The description is appropriately structured with clear sections (purpose, usage guidelines, important notes, parameters, returns). However, it includes some redundancy (datetime instructions appear in both the IMPORTANT section and parameter descriptions) and could be more concise. The length is justified by the complexity of the tool, but some sentences could be tightened.

Shorter descriptions cost fewer tokens and are easier for agents to parse. Every sentence should earn its place.

Completeness4/5

Given the tool's complexity, does the description cover enough for an agent to succeed on first attempt?

For a tool with 6 parameters, 0% schema coverage, no annotations, and no output schema, the description provides substantial context. It covers purpose, usage guidelines, parameter semantics, and return format. The main gap is lack of output structure details (what fields events contain), but given the tool's complexity, the description is reasonably complete.

Complex tools with many parameters or behaviors need more documentation. Simple tools need less. This dimension scales expectations accordingly.

Parameters5/5

Does the description clarify parameter syntax, constraints, interactions, or defaults beyond what the schema provides?

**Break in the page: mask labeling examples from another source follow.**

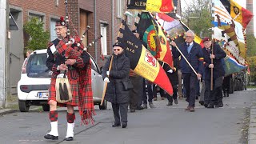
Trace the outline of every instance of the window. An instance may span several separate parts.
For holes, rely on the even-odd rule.
[[[124,0],[117,0],[117,15],[118,18],[122,18],[123,14]]]
[[[40,20],[40,22],[44,22],[44,19],[43,19],[44,16],[43,15],[29,13],[29,19],[30,19],[31,18],[38,18]]]
[[[106,24],[101,24],[101,34],[102,35],[101,45],[102,45],[102,54],[107,55],[107,34],[106,34]]]
[[[57,38],[57,34],[54,30],[56,21],[57,19],[55,18],[50,18],[50,41],[53,41]]]

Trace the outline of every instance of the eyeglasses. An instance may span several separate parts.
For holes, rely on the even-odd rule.
[[[193,38],[193,36],[186,36],[186,38]]]
[[[114,51],[120,51],[121,49],[113,49]]]

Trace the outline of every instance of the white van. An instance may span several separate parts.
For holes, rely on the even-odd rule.
[[[34,51],[27,62],[26,70],[22,71],[21,79],[18,82],[18,106],[22,112],[29,111],[30,106],[42,106],[44,111],[49,111],[47,104],[48,89],[50,83],[52,71],[48,70],[46,62],[47,58],[46,49]],[[104,82],[101,71],[94,58],[90,56],[91,84],[94,105],[99,105],[100,110],[106,110],[106,101],[100,106]]]

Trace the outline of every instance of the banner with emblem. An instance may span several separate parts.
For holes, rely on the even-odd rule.
[[[128,9],[150,12],[170,13],[174,10],[172,0],[130,0]]]
[[[246,41],[241,23],[233,19],[220,0],[213,1],[213,38],[219,42],[228,55],[240,64],[246,63]]]
[[[125,52],[130,58],[130,69],[172,95],[171,83],[158,60],[145,48],[124,21],[122,24],[122,28],[119,31],[122,34],[122,37],[119,36],[117,39],[126,47]]]
[[[160,46],[157,44],[158,31],[157,26],[153,22],[148,12],[142,12],[138,15],[139,22],[137,26],[137,32],[140,38],[147,44],[147,49],[154,58],[159,58],[158,50]]]
[[[239,22],[243,28],[246,28],[254,14],[248,10],[243,8],[234,0],[220,0],[232,19]]]

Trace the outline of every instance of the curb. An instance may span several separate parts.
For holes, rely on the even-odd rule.
[[[11,109],[3,109],[0,110],[0,114],[10,114],[10,113],[13,113],[14,110],[11,110]]]
[[[254,143],[256,143],[256,106],[252,106],[250,110],[248,144]]]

Given 0% schema description coverage, the description fully compensates by providing detailed parameter semantics. It explains each parameter's purpose, default values, valid options for attribute_key, format requirements for timestamps, and default behaviors when parameters aren't provided. This adds significant value beyond the bare schema.

Input schemas describe structure but not intent. Descriptions should explain non-obvious parameter relationships and valid value ranges.

Purpose4/5

Does the description clearly state what the tool does and how it differs from similar tools?

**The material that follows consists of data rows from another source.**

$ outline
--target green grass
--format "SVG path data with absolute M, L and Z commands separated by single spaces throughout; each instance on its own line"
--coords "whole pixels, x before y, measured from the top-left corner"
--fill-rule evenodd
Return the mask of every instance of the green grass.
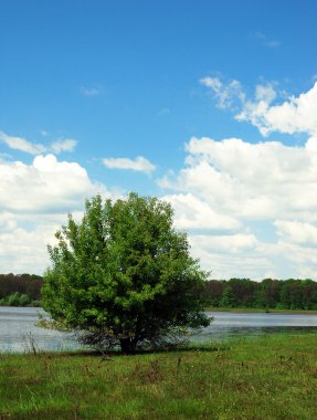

The description clearly states the tool's purpose: 'Lookup CloudTrail events using filters.' It specifies the resource (CloudTrail events) and action (lookup with filters). However, it doesn't explicitly differentiate from sibling tools like 'athena_query_events' beyond mentioning when to use Athena tools instead, which is more about usage guidelines than purpose distinction.

Agents choose between tools based on descriptions. A clear purpose with a specific verb and resource helps agents select the right tool.

Usage Guidelines5/5

Does the description explain when to use this tool, when not to, or what alternatives exist?

The description provides explicit guidance on when to use this tool versus alternatives: it lists six specific scenarios where Athena tools should be used instead (e.g., data events, filtering by role name, principal ID, etc.). It also includes important operational instructions about datetime handling and printing times to the user, which are clear usage directives.

Agents often have multiple tools that could apply. Explicit usage guidance like "use X instead of Y when Z" prevents misuse.